(499a) In Vitro biomimetic Tumor Model for High Throughput Drug Screening
AIChE Annual Meeting
2019
2019 AIChE Annual Meeting
Pharmaceutical Discovery, Development and Manufacturing Forum
Advances in Drug Discovery Processes
Wednesday, November 13, 2019 - 12:30pm to 12:55pm
Although much scientific effort has been expended for the treatment of breast cancer, this disease is still a serious threaten to woman life. Due to the limitations and shortcomings of current therapies, more effective drugs or therapeutic strategies are strongly required in the market. An efficient and accurate drug screening assay contributes to the acceleration the drug development. Thus, we have developed an assay for drugs that are targeted on the promotors specifically overexpressed in tumor tissues. Those promotors were designed to initiate the transcription of enhanced green fluorescent protein(EGFP) in the breast cancer cells (MCF-7). With the treatment of promotor inhibitors, we found that the EGFP signal was closely correlated to the promoter gene expression level in MCF-7 cells, indicating the EGFP signal can be used to identify the drug efficacy. This approach is easy and high throughput for the screening the biomarker inhibition drugs. On the other hand, considering part of drug failures in clinical phase are caused by the poor predictability of early drug assay using two dimensional cell culture system, our research then focused on the construction of three dimensional cancer cell models with the simulation of tumor microenvironment. We have co-cultured MCF-7 cells and mouse fibroblasts (NIH-3T3) in the 3D scaffold, and conducted the co-culture in both static and dynamic culture modes. The results demonstrated that the drug resistance of MCF-7 was significantly increased either by the 3D structure or by the interaction with NIH-3T3 cells.

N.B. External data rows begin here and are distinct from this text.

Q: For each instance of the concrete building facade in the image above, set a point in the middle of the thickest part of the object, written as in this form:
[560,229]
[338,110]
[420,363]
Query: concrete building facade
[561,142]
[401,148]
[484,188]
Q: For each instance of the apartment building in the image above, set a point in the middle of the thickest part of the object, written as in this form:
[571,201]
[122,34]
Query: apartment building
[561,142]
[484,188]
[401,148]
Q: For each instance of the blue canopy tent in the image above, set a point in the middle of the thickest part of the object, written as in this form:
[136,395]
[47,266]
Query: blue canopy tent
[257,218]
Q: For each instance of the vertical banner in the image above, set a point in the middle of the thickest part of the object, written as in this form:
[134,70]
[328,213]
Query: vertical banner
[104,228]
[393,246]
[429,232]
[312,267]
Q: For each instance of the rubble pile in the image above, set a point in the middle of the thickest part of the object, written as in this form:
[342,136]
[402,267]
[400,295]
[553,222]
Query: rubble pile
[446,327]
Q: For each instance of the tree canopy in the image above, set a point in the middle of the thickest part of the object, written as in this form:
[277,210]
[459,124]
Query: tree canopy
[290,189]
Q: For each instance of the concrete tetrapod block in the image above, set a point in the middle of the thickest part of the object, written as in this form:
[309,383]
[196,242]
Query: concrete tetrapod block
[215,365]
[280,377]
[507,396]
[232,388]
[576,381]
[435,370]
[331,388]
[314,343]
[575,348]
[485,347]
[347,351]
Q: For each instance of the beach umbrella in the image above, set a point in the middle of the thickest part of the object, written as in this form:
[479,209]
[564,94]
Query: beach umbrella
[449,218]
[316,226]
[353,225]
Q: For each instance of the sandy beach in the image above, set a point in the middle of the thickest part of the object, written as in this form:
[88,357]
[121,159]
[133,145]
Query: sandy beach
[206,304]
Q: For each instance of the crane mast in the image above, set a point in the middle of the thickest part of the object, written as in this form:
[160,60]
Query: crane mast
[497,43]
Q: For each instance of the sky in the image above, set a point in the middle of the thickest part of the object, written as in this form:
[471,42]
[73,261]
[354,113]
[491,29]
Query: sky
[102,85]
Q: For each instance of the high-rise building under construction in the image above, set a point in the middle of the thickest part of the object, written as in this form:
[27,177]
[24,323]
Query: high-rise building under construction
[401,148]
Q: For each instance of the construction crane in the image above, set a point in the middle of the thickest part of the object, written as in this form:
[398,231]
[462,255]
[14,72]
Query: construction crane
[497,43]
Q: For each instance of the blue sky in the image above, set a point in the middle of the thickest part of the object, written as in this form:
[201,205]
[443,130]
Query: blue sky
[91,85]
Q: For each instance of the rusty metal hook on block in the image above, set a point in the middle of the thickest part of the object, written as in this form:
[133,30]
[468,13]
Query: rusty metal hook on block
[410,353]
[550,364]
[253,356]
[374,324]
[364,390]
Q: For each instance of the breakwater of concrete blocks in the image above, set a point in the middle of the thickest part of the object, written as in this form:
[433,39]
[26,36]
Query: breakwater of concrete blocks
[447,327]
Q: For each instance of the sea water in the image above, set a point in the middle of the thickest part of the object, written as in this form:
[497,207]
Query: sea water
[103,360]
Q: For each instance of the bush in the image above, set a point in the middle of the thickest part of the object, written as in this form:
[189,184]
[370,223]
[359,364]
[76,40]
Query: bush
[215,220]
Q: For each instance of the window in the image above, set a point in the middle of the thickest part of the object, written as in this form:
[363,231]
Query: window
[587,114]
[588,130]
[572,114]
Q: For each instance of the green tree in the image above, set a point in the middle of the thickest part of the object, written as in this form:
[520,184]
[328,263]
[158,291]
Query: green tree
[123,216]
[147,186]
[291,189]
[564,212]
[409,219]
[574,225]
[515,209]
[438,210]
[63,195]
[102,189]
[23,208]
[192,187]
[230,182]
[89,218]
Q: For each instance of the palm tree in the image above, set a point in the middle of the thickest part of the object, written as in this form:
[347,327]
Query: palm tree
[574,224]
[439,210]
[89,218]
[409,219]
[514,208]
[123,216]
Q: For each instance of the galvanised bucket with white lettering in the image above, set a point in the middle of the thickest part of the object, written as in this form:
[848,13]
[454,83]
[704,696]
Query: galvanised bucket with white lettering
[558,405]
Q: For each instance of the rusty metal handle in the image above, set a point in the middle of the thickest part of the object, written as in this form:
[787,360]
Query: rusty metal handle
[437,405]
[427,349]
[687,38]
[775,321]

This novel 3D co-culture assay recapitulated the tumor microenvironment effects on drug efficacy and had improved predictability for in vitro drug screening. Meanwhile, the MCF-7 and NIH-3T3 cells were transfected with EGFP and Ds-red, respectively. The fluorescence of each protein was verified to be sensitive enough to monitor individual cell proliferation. Combing this dual fluorescence system, we are able to produce a simple, real-time and high throughput 3D co-culture assay for a variety of anti-cancer drug screening.